Mr. Mapa is projecting a slower 3.7% GDP expansion this year even as the Bangko Sentral ng Pilipinas (BSP) keeps policy rates at a record low to encourage bank lending.

“If BSP will be forced to withdraw this stimulus, we could see households and SMEs (small- and medium-sized enterprises) struggle further as they once more face the double challenge of navigating an environment of higher prices and rising borrowing costs,” Mr. Mapa added.

Government spending, which accounts for 20% of GDP, will likely pick up the slack as it is projected to rise by 8.7% this year, albeit slower than last year’s 10.5% rise, ANZ Research said.

“Fiscal policy will continue to play an important role in supporting economic recovery. A third stimulus package, on which the decision is yet to be reached, will be crucial. While it will entail a larger budget deficit, some respite from higher revenues is also expected,” it said.

Investments will likely expand by 16.4% this year, from the 34.4% drop in 2020, while exports and imports are both expected to grow by 6.4% and 10.4%, respectively.

For next year, ANZ Research is seeing household consumption to pick up at 6.1% as the COVID-19 threat subsides.

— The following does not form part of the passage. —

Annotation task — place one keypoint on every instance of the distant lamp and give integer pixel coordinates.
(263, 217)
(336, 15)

This is expected to drive Philippine GDP to a 6.2% growth in 2022, before slightly slowing down again in 2023 to 6%. Economic managers kept the 2022 growth goal at 7-9%.

To support the economy’s recovery, the research firm said the BSP will likely keep its key policy rates at its current record low of 2% until next year, before it delivers two rounds of rate hikes in March and September of 2023.

“We know from history how detrimental rate hikes can be with the 2018 super rate hike cycle of BSP all but knocking down 2019 GDP to its lowest reading in 4 years then,” Mr. Mapa said.